Our research further revealed that abdominal movement’s contribution to performance in the 1000 m run was not significantly correlated for males, possibly due to differing respiratory patterns between genders. Historical observations by Dr. Hutchinson in 1846 highlighted distinct breathing styles in men and women: men primarily utilize diaphragmatic breathing, whereas women predominantly employ thoracic breathing [64]. This distinction becomes especially noticeable in seated positions and under various postural changes [65,66,67]. That is to say, women tend to engage in thoracic breathing, while men are more inclined to abdominal breathing. The underpinning reasons for these gender-specific breathing patterns are largely anatomical and hormonal [68,69]. Women, for instance, typically possess a narrower chest cavity [64], shorter ribs [70], and a shorter, higher-positioned diaphragm compared to men [71]. Additionally, women generally have lower trunk muscle mass. Given these differences, it’s plausible that abdominal movements might exert a more pronounced effect on women’s respiratory efficiency and, by extension, their performance in activities requiring substantial oxygen intake, such as the 800 m run. Conversely, the constraints imposed by a lesser emphasis on chest expansion during respiration might influence women’s physiological responses during exertion differently.
This gender disparity in breathing strategies bears significant implications for sports training and health promotion. Recognizing and addressing these differences can aid athletes, coaches, and fitness enthusiasts in optimizing training regimens and enhancing overall physical well-being.
Applied value of the study to learning: this study examines the relationship between spontaneous breathing patterns and athletic performance in a population of college students, emphasizing the practical application of learning with far-reaching educational implications. First, college students are at a critical stage of physical development and ability enhancement and understanding how breathing patterns affect athletic performance can help them train more effectively in physical education programs. By mastering scientific breathing techniques, students can improve their endurance and speed in aerobic exercises such as running and swimming and thus perform better in class and extracurricular activities. Second, the results of the study provide valuable teaching resources for physical education. Teachers can incorporate respiratory training into their curriculum to help students recognize the close relationship between breathing and athletic performance. Through practical activities, students can experience firsthand the effects of different breathing patterns on exercise performance, enhancing their understanding of bodily functions. This combination of theoretical and practical learning not only improves students’ motor skills but also develops their scientific thinking and independent learning ability. In addition, the study encourages students to pay attention to their physical fitness and health management. By learning how to optimize breathing patterns, students can better manage stress and anxiety in their daily lives and improve their overall mental health. This cultivation of health awareness not only helps them in their studies and lives during school but also lays the foundation for their future careers and lifestyles. In summary, the study not only provides college students with a scientific basis for improving their athletic ability but also emphasizes the practical application of learning in physical education. By integrating the research results into the curriculum and daily training, students are able to better understand and apply exercise science, promote the overall improvement of physical fitness, and cultivate lifelong exercise habits. This type of learning not only contributes to students’ academic development but also supports their healthy lives and future careers.
Limitations of the study: limitations of the study include the small sample size, limited to 240 college students, which may affect the generalizability of the results. In addition, the strict exclusion criteria may have led to sample selection bias, limiting the external validity of the study. The accuracy of the respiratory measurements may also have been compromised, failing to fully capture respiratory changes in participants during different exercise states. In addition, the study was only conducted in a specific setting and did not consider the potential impact of environmental factors on the results. These limitations suggest that future studies need to expand the sample size and consider additional variables.

5. Conclusions

Female college students exhibiting a higher tidal volume, represented by the combined thoracic and abdominal movements during spontaneous breathing, could experience enhanced oxygen uptake during physical activity.
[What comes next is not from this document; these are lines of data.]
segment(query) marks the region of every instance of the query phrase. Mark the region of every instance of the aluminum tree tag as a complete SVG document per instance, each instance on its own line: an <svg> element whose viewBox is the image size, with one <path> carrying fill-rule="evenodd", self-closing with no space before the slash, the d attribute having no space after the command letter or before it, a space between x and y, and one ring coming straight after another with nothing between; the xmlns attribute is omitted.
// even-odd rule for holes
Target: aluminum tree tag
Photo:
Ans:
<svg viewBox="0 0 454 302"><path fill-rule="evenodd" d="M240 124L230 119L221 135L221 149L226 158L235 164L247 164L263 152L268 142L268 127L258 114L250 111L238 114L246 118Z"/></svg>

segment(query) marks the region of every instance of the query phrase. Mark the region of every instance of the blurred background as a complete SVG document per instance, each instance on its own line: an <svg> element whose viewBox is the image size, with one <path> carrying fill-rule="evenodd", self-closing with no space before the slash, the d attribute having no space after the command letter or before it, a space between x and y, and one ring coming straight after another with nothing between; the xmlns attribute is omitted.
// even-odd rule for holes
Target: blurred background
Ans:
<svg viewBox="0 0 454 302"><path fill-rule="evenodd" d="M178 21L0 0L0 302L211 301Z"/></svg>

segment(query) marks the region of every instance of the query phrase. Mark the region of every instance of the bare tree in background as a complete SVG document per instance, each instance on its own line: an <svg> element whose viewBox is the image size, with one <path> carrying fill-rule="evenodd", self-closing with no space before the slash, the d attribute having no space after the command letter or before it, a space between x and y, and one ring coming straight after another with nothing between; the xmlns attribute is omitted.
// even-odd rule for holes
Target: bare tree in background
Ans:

Furthermore, when adjusting for body size (BMI), an increase in abdominal movements might enhance their overall aerobic and anerobic capacities.

Author Contributions

Conceptualization, Y.D. and K.J.; methodology, H.L.; software, Y.D.; validation, K.J. and H.L.; formal analysis, Y.D.; investigation, K.J.; resources, Y.D. and H.L.; data curation, Y.D.; writing—original draft preparation, K.J.; writing—review and editing, H.L. supervision, K.J.; project administration, K.J.; funding K.J. All authors have read and agreed to the published version of the manuscript.

Funding

This work was supported by the Capital Health Development Scientific Research Independent Innovation Project (2022-2-4175), Zhejiang University, and Vilnius University. Sub-project for the Development of the Martial Arts and National Traditional Sports National First-Class Undergraduate Program of Hangzhou Normal University.

Institutional Review Board Statement

This study was conducted in accordance with the Declaration of Helsinki and approved by the Research Ethics Committee of Zhejiang University (Approval number: 2023-039). The participants provided written informed consent to participate in this study. The potential risks and benefits of participation in this study were explained to each participant in advance. All participants provided signed informed consent before participation.

Informed Consent Statement

Informed consent was obtained from all subjects involved in the study.

Data Availability Statement

The data that support the findings of this study are available on request from the corresponding author.

Acknowledgments

We sincerely thank all the participants, with special thanks to Wenming Liang and Osvaldas Ruksenas for their guidance on this research.

Conflicts of Interest

The authors declare that the research was conducted in the absence of any commercial or financial relationships that could be construed as potential conflicts of interest.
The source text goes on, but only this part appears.